RNN, LSTM, GRU, and Saliency Map

2024-06-14 1292 words 7 minutes

Contents

Beneath a weathered cloak, three crafty goblins stand stacked, masquerading as an ancient wizard. Each goblin, akin to the layers of a Recurrent Neural Network. Every action built upon the input of others, warping the delicate weave of mana. Though seamless from the outside, this clever orchestration of individual parts works in mischievous harmony, each decision a product of collective cunning.

The Quest

Look through the archives for ancient magic, and implement the different flavors of recurrent neural networks whose power once reigned supreme and may rise anew to claim their throne.

Why RNNs?

RNNs arise from the need to handle sequences with variable lengths. By calling the RNN cell sequentially on each of its elements and passing along a compressed representation of the previous state.

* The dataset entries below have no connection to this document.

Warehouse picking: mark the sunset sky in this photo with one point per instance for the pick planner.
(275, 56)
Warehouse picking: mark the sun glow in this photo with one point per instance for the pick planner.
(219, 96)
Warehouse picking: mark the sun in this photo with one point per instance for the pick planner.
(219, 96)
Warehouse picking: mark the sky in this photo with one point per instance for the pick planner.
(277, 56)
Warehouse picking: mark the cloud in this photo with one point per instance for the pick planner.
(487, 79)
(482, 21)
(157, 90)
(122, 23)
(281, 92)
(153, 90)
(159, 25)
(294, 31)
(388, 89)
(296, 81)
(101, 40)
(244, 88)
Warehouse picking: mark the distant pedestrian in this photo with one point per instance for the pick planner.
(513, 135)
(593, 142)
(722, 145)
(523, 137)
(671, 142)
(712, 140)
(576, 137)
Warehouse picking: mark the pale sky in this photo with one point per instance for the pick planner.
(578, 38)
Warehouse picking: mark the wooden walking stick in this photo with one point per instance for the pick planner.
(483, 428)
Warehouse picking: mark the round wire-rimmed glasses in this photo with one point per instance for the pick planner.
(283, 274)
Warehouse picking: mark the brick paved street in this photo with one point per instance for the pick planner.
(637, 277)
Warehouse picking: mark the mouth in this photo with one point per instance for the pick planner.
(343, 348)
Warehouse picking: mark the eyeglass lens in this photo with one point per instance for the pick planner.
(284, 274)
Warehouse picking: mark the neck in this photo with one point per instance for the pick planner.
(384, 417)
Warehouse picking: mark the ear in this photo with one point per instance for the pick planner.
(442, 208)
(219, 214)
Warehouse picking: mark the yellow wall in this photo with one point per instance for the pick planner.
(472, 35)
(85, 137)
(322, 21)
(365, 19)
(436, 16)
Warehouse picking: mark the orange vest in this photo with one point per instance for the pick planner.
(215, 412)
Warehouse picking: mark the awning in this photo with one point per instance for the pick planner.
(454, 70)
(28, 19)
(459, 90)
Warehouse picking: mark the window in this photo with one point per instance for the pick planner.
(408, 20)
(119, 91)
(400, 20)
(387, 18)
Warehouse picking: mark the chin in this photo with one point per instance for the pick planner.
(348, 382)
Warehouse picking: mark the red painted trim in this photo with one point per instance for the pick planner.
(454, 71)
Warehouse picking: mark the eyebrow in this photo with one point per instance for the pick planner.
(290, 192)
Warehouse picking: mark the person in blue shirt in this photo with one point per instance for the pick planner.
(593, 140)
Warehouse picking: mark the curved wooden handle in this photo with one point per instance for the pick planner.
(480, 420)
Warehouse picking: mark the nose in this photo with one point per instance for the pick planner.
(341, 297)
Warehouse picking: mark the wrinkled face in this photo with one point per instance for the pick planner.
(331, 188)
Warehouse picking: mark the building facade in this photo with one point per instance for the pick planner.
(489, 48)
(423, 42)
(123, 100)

Recurrent Neural Network (RNN)

RNNs are the most basic flavor, and give their name to the family of models. We start with a memory initialized to zeros, compute a simple function and pass it around.

class RNN(nn.Module):
    def __init__(self, d_in, d_hidden):
        super().__init__()
        self.d_hidden = d_hidden
        self.i2h = nn.Linear(d_in, d_hidden)
        self.h2h = nn.Linear(d_hidden, d_hidden)

    def forward(self, xs, memory=None, return_memory=False):
        batch, d_context, d_in = xs.shape
        outs = []
        if memory is None: memory = t.zeros(batch, self.d_hidden, device=xs.device)
        for i in range(d_context):
            x = xs[:, i]
            memory = F.tanh(self.i2h(x) + self.h2h(memory))
            outs.append(memory)
        return t.stack(outs, dim=1)

Long short-term memory (LSTM)

LSTMs try to address the shortcomings of RNNs by adding some kind of residual / skip connection to help the gradients flow between stages. We still have to handle the input, the short-term memory h_prev, but also a long-term memory c_prev.

class LSTMCell(nn.Module):
    def __init__(self, d_in, d_hidden):
        super().__init__()
        self.W_f = nn.Linear(d_in + d_hidden, d_hidden)  # forget gate
        self.W_i = nn.Linear(d_in + d_hidden, d_hidden)  # input gate
        self.W_c = nn.Linear(d_in + d_hidden, d_hidden)  # cell state update
        self.W_o = nn.Linear(d_in + d_hidden, d_hidden)  # output gate

    def forward(self, x, h_prev, c_prev):
        x = t.cat((x, h_prev), dim=1)
        # handle long-term memory `c`
        f_gate = t.sigmoid(self.W_f(x))
        i_gate = t.sigmoid(self.W_i(x))
        c_update = t.tanh(self.W_c(x))
        c_prev = f_gate * c_prev + i_gate * c_update
        # handle short-term memory `h`
        o_gate = t.sigmoid(self.W_o(x))
        h_prev = o_gate * t.tanh(c_prev)
        return h_prev, c_prev

We orchestrate the LSTMCell in the same way as for RNN.

class LSTM(nn.Module):
    def __init__(self, d_in, d_hidden):
        super().__init__()
        self.d_hidden = d_hidden
        self.lstm_cell = LSTMCell(d_in, d_hidden)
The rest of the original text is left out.